AI, GenAI, Fraud 5 min read

How LLMs are becoming investigative partners in fintech fraud detection

Guest article written by Peter Tegelaar (AI & Data Science Expert)

The rapid advancement of AI has transformed industries across the board, but few areas have seen as dramatic an impact as risk management in fintech. Large Language Models (LLMs) are now reshaping fraud detection, compliance, and credit risk assessment, augmenting traditional machine learning (ML) approaches.

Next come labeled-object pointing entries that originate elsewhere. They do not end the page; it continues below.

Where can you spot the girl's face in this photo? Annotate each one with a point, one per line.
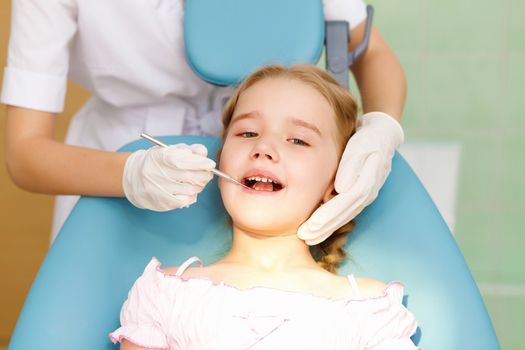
(281, 143)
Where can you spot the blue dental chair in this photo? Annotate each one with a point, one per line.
(106, 242)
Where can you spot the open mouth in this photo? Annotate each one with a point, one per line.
(261, 183)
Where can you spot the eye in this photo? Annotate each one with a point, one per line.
(247, 134)
(298, 142)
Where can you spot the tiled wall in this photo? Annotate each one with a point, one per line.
(465, 62)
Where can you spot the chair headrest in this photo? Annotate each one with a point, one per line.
(227, 40)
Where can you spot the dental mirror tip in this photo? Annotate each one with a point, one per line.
(215, 171)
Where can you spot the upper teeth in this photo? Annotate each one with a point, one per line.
(260, 179)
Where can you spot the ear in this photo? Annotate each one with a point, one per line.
(329, 193)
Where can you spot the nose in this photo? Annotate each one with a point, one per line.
(264, 149)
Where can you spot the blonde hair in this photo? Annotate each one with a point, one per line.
(330, 253)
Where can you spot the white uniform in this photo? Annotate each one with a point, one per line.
(130, 55)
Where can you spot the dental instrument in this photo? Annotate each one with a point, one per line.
(215, 171)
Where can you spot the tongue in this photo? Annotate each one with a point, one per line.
(263, 186)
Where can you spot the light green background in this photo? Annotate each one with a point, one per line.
(465, 64)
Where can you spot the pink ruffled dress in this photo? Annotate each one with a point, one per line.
(171, 312)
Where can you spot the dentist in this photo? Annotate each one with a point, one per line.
(130, 56)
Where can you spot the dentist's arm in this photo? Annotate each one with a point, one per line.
(39, 163)
(158, 179)
(367, 158)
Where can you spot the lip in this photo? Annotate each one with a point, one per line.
(262, 173)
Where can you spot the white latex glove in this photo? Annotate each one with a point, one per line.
(362, 171)
(165, 178)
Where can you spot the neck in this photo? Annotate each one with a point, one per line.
(269, 253)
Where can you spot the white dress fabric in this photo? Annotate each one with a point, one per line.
(172, 312)
(130, 56)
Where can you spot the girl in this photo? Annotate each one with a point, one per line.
(284, 132)
(130, 56)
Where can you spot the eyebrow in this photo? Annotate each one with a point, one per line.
(294, 121)
(244, 116)
(304, 124)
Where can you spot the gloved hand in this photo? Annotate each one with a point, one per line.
(165, 178)
(362, 171)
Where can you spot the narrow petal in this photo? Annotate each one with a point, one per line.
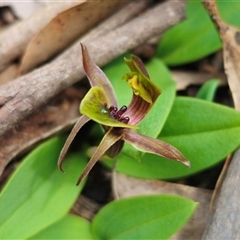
(108, 140)
(82, 120)
(155, 146)
(94, 106)
(97, 77)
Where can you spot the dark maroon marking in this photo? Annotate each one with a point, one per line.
(125, 119)
(117, 114)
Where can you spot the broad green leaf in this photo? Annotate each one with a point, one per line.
(195, 37)
(208, 90)
(204, 132)
(155, 119)
(68, 227)
(142, 217)
(38, 194)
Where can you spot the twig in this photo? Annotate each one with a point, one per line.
(14, 39)
(22, 96)
(224, 220)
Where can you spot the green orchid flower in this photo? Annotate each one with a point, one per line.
(120, 124)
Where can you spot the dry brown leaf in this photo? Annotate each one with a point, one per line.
(60, 113)
(9, 73)
(231, 50)
(64, 29)
(126, 186)
(16, 37)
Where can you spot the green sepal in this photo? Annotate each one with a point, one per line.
(94, 106)
(139, 80)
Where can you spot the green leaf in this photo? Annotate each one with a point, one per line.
(208, 90)
(38, 194)
(155, 119)
(195, 37)
(68, 227)
(203, 131)
(142, 217)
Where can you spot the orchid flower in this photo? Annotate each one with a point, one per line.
(100, 105)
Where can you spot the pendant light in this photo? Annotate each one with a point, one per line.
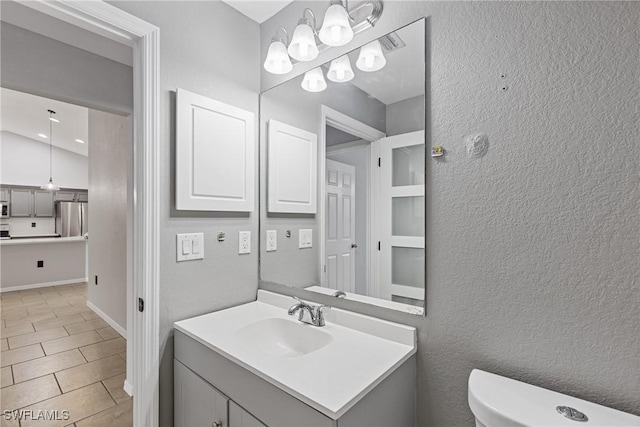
(340, 70)
(303, 41)
(50, 186)
(336, 28)
(371, 57)
(278, 61)
(314, 81)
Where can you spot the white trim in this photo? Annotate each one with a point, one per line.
(43, 285)
(109, 21)
(340, 121)
(119, 329)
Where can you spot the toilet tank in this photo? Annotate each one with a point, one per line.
(499, 401)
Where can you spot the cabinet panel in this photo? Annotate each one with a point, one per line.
(20, 202)
(43, 203)
(238, 417)
(65, 196)
(197, 403)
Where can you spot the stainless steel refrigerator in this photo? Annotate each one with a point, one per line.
(71, 218)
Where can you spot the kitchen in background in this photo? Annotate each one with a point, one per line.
(43, 193)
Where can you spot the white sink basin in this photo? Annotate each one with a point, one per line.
(283, 337)
(329, 368)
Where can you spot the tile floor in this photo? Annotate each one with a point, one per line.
(57, 354)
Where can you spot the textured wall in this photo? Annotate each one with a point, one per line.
(533, 249)
(213, 50)
(110, 153)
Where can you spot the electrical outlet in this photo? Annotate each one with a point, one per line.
(305, 238)
(244, 242)
(272, 240)
(189, 246)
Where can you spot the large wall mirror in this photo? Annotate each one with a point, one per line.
(342, 197)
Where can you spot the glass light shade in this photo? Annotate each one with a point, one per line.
(313, 81)
(50, 186)
(336, 30)
(340, 70)
(278, 61)
(371, 57)
(303, 44)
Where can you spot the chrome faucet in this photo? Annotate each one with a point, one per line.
(307, 313)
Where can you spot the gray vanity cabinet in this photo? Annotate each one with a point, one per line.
(197, 403)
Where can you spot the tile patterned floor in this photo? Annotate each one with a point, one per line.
(57, 354)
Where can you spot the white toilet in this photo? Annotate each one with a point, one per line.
(498, 401)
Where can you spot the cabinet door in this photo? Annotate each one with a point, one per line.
(20, 202)
(197, 403)
(43, 203)
(238, 417)
(65, 196)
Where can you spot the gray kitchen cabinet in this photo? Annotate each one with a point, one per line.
(238, 417)
(42, 203)
(20, 203)
(65, 196)
(197, 403)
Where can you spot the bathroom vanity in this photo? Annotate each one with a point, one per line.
(253, 365)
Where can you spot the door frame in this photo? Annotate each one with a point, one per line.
(143, 349)
(340, 121)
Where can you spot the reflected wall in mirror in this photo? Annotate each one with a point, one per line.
(342, 204)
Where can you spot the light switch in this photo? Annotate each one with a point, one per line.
(244, 242)
(189, 246)
(305, 238)
(272, 240)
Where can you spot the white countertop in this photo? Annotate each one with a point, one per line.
(362, 353)
(42, 240)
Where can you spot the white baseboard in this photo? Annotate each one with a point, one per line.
(43, 285)
(119, 329)
(128, 387)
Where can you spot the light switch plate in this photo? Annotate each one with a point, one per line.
(189, 246)
(244, 242)
(305, 238)
(272, 240)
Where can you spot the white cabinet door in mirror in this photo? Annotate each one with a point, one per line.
(215, 146)
(292, 169)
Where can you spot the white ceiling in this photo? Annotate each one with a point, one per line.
(403, 76)
(27, 115)
(258, 10)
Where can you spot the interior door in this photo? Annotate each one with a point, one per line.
(401, 218)
(340, 244)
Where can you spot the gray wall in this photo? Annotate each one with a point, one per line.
(59, 71)
(110, 154)
(405, 116)
(532, 250)
(210, 49)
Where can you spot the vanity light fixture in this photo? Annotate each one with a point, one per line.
(371, 57)
(303, 42)
(340, 70)
(50, 186)
(336, 28)
(313, 81)
(278, 61)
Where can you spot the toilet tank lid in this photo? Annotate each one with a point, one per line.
(499, 401)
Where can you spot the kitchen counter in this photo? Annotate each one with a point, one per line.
(41, 240)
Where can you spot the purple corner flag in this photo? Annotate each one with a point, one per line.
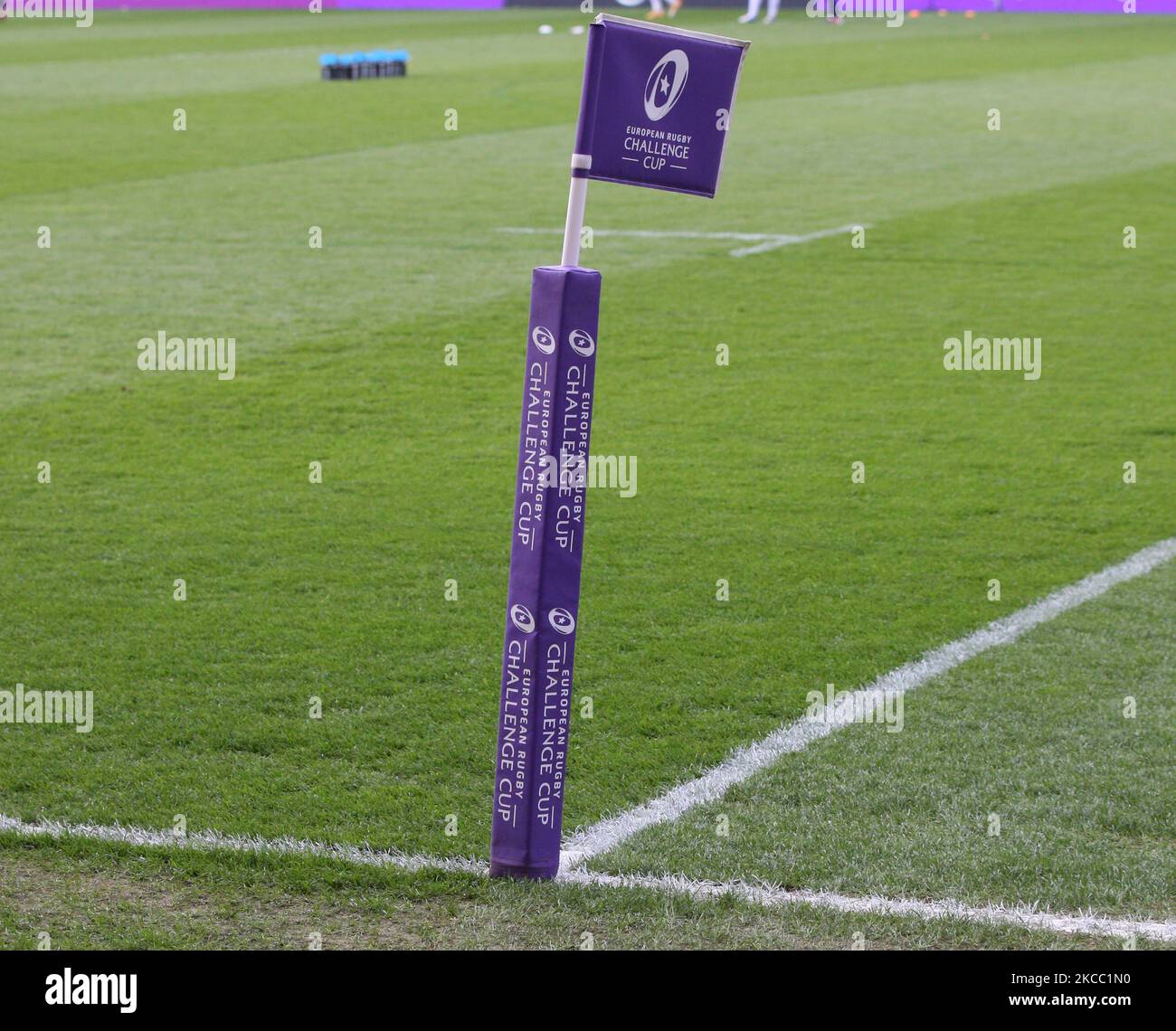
(655, 109)
(657, 104)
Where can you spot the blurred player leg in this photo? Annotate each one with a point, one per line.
(753, 12)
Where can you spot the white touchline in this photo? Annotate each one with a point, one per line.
(760, 241)
(214, 842)
(1021, 916)
(702, 890)
(744, 761)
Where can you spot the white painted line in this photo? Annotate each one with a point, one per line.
(701, 890)
(1016, 916)
(216, 842)
(760, 241)
(744, 761)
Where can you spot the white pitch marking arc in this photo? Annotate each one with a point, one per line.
(702, 890)
(760, 241)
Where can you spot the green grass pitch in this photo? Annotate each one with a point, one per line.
(336, 591)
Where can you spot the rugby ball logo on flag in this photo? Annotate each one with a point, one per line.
(657, 105)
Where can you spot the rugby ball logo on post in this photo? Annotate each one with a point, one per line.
(522, 619)
(665, 85)
(581, 342)
(561, 620)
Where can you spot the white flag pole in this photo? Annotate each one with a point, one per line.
(576, 196)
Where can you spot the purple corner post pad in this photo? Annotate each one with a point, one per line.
(545, 549)
(657, 104)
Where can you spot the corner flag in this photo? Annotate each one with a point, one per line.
(654, 112)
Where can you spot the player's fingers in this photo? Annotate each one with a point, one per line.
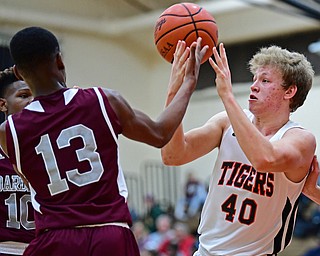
(223, 55)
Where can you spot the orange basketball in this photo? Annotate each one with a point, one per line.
(184, 21)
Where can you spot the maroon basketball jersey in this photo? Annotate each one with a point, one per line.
(16, 212)
(66, 145)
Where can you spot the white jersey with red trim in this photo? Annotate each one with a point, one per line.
(247, 212)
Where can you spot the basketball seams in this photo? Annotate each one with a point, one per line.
(186, 24)
(179, 23)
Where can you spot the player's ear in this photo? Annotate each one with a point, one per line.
(59, 61)
(17, 73)
(291, 91)
(3, 105)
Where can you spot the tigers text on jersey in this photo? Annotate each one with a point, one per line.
(16, 212)
(66, 145)
(247, 212)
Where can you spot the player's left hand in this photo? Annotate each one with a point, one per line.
(178, 67)
(221, 68)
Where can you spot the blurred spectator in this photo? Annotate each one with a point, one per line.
(141, 234)
(153, 211)
(182, 243)
(192, 201)
(163, 232)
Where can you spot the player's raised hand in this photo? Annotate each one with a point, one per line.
(197, 53)
(178, 67)
(221, 67)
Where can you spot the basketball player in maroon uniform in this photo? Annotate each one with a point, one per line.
(16, 212)
(65, 144)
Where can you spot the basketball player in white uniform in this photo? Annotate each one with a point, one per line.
(263, 157)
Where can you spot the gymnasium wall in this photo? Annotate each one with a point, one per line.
(142, 79)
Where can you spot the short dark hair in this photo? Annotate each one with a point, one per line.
(32, 46)
(7, 77)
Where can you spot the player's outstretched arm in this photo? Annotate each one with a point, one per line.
(140, 127)
(311, 188)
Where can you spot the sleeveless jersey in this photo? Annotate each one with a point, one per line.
(247, 212)
(65, 144)
(16, 212)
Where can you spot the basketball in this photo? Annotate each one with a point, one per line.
(187, 22)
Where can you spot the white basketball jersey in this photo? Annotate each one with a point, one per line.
(247, 212)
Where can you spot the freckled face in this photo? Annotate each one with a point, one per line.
(267, 94)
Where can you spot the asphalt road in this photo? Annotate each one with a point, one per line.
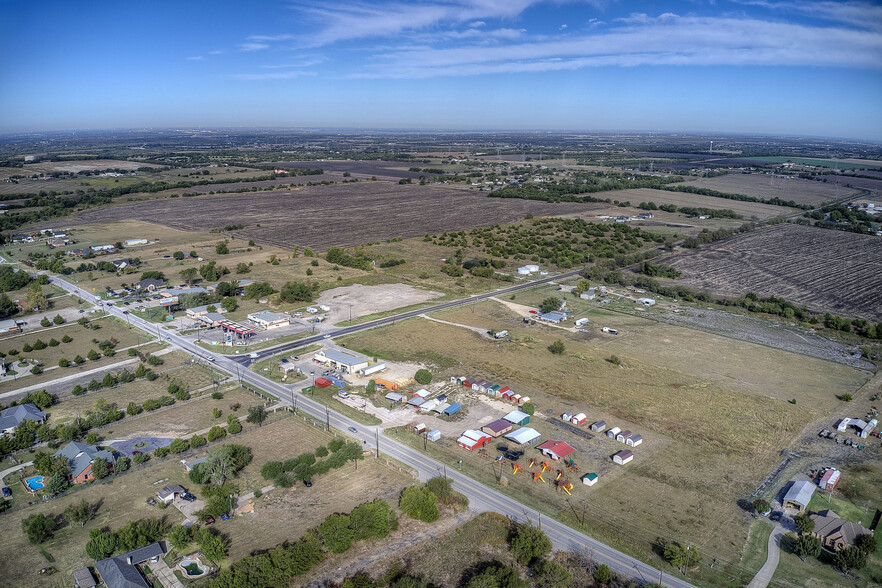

With extensive experience leading AI and Data Science in fintech, I have firsthand knowledge of integrating AI-driven tools into decision-making and automation workflows. However, as we’ll see in this post, LLMs are not magic bullets. While they can unearth patterns and streamline investigations, they are only as effective as the systems governing them. Without rigorous governance and strict enforcement, even the most advanced AI models, as well as the most skilled human investigators, are powerless.

This post examines the divide between LLMs and traditional ML, their distinct roles in credit risk, compliance, and especially fraud detection—the area we will explore in depth—along with the evolving future of AI in risk management.

1. The traditional ML vs. LLM divide: A pragmatic perspective

A common misconception in fintech is that LLMs are set to replace traditional ML in risk assessment. This isn't the case.

ML remains the backbone of credit risk modeling because it thrives on structured (mostly tabular) data with clear, close-ended outcomes. Lenders have—or can buy—vast historical datasets on repayment behaviors, allowing for well-calibrated models like CatBoost to deliver accurate credit scoring. For example, a traditional ML model might use 50+ features (e.g., financial metrics, payment history) to predict defaults with high precision.

Fraud detection and compliance, however, are inherently more ambiguous. Unlike credit risk, where ground truth exists in the form of repayment history, B2B fraud often lacks definitive labels and structured datasets. This is where LLMs shine. Their ability to process unstructured text—such as invoices, emails, and news articles—enables them to uncover patterns and inconsistencies that would otherwise require human intuition.

Comparison: Traditional ML vs LLMs

Example: An LLM flagged a supplier invoice where the stated "organic cotton" shipment volume exceeded the supplier’s known production capacity—a mismatch invisible to structured ML models.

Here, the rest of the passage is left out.